On Wednesday the 16th of February, Mr Ian Finch, our local BOP District Health Board representative, was kind enough, and brave enough, to come to address Grey Power members on the health and disability system reforms that government is going to ram through.
Having a good health system should be of paramount interest to all New Zealanders. Among the 38 OECD countries, the performance of our health system often scores in the bottom third. We have one of the lowest numbers of beds per 100,000 population of any country and some of the longest waiting lists.
To my way of thinking, a good health system should offer everything that was promised in the Social Security Act of 1938. It should offer universal availability without barriers to access, equal access to the same standard of treatment, it should have a preventive rather than curative focus, and it should offer integrated not fragmented services between primary and hospital-based care.

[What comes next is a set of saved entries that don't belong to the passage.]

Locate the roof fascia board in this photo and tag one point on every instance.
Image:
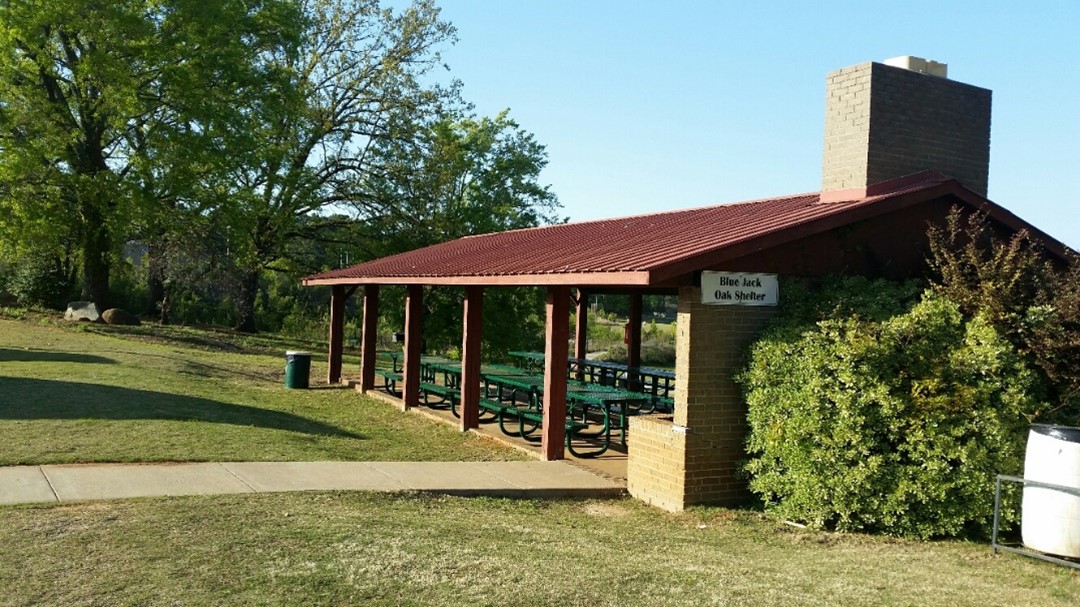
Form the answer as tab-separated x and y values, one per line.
576	279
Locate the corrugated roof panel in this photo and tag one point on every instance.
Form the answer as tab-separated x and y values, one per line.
642	243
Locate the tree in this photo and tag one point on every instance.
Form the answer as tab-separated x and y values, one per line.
351	80
885	416
1031	300
100	102
461	176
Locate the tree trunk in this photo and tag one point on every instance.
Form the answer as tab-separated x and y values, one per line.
245	300
95	262
156	283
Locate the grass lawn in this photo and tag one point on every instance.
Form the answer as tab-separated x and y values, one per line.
370	549
92	393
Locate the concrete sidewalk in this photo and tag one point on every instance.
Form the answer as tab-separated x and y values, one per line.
72	483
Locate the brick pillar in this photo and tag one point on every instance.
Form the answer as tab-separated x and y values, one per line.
692	457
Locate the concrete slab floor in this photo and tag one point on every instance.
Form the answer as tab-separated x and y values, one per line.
25	484
108	481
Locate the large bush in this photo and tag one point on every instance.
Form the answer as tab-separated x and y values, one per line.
882	422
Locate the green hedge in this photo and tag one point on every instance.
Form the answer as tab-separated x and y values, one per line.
885	420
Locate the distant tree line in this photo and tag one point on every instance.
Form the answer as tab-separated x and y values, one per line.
232	147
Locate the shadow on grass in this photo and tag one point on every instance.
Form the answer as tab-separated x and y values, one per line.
8	355
206	338
39	399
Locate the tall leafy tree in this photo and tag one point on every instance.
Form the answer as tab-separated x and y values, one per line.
460	176
353	78
102	103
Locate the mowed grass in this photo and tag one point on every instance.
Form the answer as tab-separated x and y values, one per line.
382	550
92	393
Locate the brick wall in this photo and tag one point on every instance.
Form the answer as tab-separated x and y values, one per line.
883	122
692	457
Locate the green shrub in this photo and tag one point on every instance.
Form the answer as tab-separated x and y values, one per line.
894	425
41	279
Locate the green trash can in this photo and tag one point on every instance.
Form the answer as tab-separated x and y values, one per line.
297	368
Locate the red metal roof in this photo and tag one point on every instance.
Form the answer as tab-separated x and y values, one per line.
643	250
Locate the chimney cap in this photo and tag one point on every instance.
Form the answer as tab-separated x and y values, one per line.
918	64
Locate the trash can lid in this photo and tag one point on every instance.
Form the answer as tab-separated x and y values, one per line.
1066	433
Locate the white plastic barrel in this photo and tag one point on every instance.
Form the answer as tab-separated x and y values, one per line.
1050	520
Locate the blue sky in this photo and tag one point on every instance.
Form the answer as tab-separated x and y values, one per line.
656	106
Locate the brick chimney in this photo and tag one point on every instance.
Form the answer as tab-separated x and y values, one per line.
889	120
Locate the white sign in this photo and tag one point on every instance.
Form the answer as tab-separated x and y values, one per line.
739	288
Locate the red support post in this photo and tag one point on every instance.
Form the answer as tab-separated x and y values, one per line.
634	344
581	332
472	332
414	335
369	337
556	351
337	334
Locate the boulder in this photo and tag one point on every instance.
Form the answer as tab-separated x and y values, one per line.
118	317
84	311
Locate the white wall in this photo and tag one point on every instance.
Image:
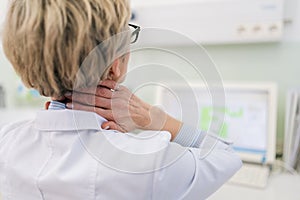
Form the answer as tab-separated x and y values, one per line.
279	62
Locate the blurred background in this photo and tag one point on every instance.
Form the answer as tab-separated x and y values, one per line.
249	41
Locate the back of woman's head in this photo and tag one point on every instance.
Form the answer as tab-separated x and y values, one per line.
47	40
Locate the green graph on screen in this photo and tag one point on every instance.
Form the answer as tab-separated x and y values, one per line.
207	118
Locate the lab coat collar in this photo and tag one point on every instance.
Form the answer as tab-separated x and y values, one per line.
68	120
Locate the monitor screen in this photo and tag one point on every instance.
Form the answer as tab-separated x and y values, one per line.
245	117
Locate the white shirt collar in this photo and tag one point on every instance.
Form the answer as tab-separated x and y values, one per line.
68	120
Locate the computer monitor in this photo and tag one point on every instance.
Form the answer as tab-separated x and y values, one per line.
249	115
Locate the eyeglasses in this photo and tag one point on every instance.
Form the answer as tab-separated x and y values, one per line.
135	32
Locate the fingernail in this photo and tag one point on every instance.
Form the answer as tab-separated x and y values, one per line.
67	94
69	105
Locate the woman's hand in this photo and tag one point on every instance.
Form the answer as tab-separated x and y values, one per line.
123	110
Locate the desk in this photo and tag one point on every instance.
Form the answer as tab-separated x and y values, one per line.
280	187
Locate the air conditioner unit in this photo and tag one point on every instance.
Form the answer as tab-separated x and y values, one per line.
214	21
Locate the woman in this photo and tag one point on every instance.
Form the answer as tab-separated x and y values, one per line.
64	154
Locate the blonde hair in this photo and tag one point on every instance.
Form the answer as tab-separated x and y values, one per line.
47	40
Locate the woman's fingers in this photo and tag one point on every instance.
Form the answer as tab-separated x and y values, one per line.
107	114
110	125
109	84
91	100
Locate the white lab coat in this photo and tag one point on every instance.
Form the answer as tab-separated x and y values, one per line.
66	155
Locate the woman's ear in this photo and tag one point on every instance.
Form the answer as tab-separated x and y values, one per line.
114	71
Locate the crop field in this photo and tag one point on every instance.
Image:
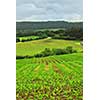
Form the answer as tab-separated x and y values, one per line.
28	37
36	46
56	77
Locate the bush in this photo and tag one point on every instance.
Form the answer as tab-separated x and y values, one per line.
48	52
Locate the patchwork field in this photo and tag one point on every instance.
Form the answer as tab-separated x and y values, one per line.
36	46
49	78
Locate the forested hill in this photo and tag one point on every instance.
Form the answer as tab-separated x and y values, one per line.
48	25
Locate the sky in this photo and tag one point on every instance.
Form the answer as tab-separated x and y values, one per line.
49	10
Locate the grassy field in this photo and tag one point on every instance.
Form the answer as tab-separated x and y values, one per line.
58	77
36	46
28	37
50	78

One important reform will be that the 20 DHBs will be eliminated and replaced by two agencies, Health NZ and a Maori Health Authority. Mr Finch claims that the ethos of the new system will be about “local people doing local things for local people”. However, it is absolutely clear that the new system is going to remove the local aspect to decision making. In this respect the new structure starts to resemble what we had in the past, and was at the time deemed not to be working, which is why the 20 DHBs were put in place in the first place. Talk about speaking with forked tongue!
Mr Finch had no answer when it was pointed out that in a ‘for profit’ health system, it is those folk at the bottom of the socio-economic ladder that suffer most. Those folk at the bottom can be of any race, culture, color, religion and so forth. Basically, the more money you have the better off you are in a fully privatized ‘for profit’ system. It is not just a Maori versus Pakeha and Non-Maori problem. If you are at the bottom of the ladder, then life in a ‘for profit’ system is going to be tough. For instance a $19-$35 per visit fee to see a GP may not be a barrier for me, but it certainly is a barrier for many. In the prevention area we are bordering on pathetic.
It was pointed out to Mr Finch that health is also about having some skin in the game and that health education was important. If you smoke, drink and eat badly and don’t exercise you are not going to fare well in any health system.
Mr Finch shared with the meeting that a new Magnetic Resonance Imaging (MRI) scanner would finally be made available in Whakatāne and that this would be in private hands. We are finally going to make up some ground on our richer cousins in the Western Bay.
An MRI scanner was promised to us more than two years ago but apparently the offer was withdrawn due to the fact that the government ‘had no money’. The new scanner we are once again being promised would be operated by Bay Radiology Ltd, the private outfit that already operates four scanners in Tauranga. This news was not appreciated by some of us that have been arguing against continued privatization of health services. The more we privatize the more we start to look like the United States, and that my people, will be very bad for all but the very wealthy. At the moment about 40% of the MRI units in NZ are in private hands. This new scanner will further increase the privatization of medical imaging services.
Folk should ask themselves if we really want to be like the United States. Look at the response of the US health system to COVID. One million dead and still counting. A disproportionate number of the dead have been blacks and Hispanics. This is what you get when the profit motive trumps health outcomes.